Even with criticism of the game, and many disappointed fans scratching their heads over how such an acclaimed developer released a game that had little story, the game was still a financial success. After court documents leaked following Bungie composer Martin O’Donnell’s lawsuit, it was revealed the title sold a staggering 6.3 million copies in its first month – which is especially impressive for a new IP. Now, following other leaked documents from 2012 that confirmed Activision planned to release a Destiny sequel two years after the original, it looks like the plan may have changed.
According to a report from Kotaku, citing individuals familiar with company happenings, higher-ups at Bungie have chosen to delay Destiny 2 from its initial September 2016 release – into 2017. Added to the initial delay of Destiny, news of Destiny 2‘s delay certainly calls into question whether Bungie is still on a “ten-year plan” (e.g. a rumored breakdown of when fans could expect subsequent Destiny sequels and expansions). The report also suggests that this delay news is a relatively recent development – as some employees did not know of the delay until yesterday (from the time of this writing).

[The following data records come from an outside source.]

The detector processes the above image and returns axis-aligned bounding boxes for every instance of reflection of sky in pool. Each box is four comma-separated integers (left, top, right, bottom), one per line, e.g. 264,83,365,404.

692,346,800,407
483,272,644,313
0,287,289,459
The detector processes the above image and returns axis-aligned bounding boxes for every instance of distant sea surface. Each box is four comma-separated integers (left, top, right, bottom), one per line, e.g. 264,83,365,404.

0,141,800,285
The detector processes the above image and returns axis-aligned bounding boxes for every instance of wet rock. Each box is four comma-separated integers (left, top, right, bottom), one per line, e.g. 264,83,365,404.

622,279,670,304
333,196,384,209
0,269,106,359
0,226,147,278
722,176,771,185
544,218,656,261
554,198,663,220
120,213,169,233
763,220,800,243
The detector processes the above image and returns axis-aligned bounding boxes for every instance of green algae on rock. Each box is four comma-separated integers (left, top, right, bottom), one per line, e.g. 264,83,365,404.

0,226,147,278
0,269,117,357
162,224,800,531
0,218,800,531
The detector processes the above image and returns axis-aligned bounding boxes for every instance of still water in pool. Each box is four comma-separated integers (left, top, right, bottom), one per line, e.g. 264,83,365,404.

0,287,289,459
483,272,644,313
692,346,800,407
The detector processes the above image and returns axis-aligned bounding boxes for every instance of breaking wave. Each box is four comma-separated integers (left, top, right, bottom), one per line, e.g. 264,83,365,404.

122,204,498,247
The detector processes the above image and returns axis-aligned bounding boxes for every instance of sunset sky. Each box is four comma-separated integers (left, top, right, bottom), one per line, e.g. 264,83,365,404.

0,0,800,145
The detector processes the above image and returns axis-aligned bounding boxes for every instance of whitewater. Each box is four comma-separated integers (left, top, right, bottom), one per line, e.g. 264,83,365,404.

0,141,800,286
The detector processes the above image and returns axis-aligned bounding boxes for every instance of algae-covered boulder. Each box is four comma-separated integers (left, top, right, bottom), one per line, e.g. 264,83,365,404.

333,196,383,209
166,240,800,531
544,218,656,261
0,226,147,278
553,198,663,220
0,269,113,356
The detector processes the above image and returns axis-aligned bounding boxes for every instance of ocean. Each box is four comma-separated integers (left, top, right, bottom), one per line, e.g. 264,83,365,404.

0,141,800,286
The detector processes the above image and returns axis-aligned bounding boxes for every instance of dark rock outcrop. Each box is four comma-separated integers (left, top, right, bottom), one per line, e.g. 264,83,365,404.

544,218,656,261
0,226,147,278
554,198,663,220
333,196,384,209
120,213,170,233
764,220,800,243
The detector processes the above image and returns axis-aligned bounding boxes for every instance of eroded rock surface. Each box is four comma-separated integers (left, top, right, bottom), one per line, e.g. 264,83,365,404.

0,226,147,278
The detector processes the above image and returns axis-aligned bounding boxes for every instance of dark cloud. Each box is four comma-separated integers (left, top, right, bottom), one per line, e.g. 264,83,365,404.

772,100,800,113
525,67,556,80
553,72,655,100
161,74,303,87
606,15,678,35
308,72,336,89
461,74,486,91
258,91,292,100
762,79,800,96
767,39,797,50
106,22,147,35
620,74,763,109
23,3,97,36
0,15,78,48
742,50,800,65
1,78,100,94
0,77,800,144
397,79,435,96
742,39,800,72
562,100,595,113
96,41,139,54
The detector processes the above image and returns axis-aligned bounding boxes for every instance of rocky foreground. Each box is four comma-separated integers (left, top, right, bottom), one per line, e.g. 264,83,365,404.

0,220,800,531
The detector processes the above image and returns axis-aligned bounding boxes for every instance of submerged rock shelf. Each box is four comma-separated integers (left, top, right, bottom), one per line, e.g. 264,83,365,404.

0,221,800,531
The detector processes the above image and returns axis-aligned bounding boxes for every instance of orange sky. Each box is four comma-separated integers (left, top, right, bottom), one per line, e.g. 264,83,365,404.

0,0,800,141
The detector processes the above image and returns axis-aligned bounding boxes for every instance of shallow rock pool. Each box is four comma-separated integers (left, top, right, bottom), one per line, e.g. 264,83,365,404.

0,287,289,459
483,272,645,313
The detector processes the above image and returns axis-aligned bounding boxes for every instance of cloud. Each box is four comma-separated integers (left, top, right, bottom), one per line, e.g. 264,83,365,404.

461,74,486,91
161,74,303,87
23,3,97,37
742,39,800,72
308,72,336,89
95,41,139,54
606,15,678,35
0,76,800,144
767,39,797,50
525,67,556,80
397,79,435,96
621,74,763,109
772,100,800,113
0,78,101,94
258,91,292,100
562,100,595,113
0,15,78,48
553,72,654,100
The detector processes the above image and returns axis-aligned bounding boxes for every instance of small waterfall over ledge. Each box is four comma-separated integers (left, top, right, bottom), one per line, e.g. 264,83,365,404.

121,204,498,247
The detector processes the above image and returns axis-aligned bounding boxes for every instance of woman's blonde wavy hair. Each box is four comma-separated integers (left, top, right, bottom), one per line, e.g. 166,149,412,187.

Assuming Destiny 2 isn’t arriving until 2017, which is still unverified for now, the effects of a delay on future content will be the most pressing issue the developer will have to solve. Since the next full game release was scheduled for fall 2016, now Bungie has to fill this year with enough content to keep players happy until 2017 (and beyond). With High Moon Studios reportedly helping to develop Mars content for the next game, Bungie might have enough manpower to inject smaller expansions into The Taken King platform through the current year. After all, the developer has made-good on their promise of regular updates from the live team – which, as recently as this week, announced a Valentine’s Day event – and a larger content drop sometime in the next few months.
Lastly, Kotaku also indicated that the game would eventually see Halo-esque custom game types coming as well – called “Dares of the Nine” (a reference to Destiny‘s mysterious firstborn Awoken “The Nine”). If Destiny 2 is delayed, players will certainly hope regular updates are ongoing – as previous content gaps undercut fans’ activity and enthusiasm. With over 20 million players, Activision will likely be putting a lot of pressure on Bungie to keep the content flowing; hopefully, the studio is up to the challenge and doesn’t cut corners with incomplete or half-baked stopgaps.
Destiny launched in 2014 on PlayStation 4 and Xbox One – followed by The Taken King expansion in September 2015.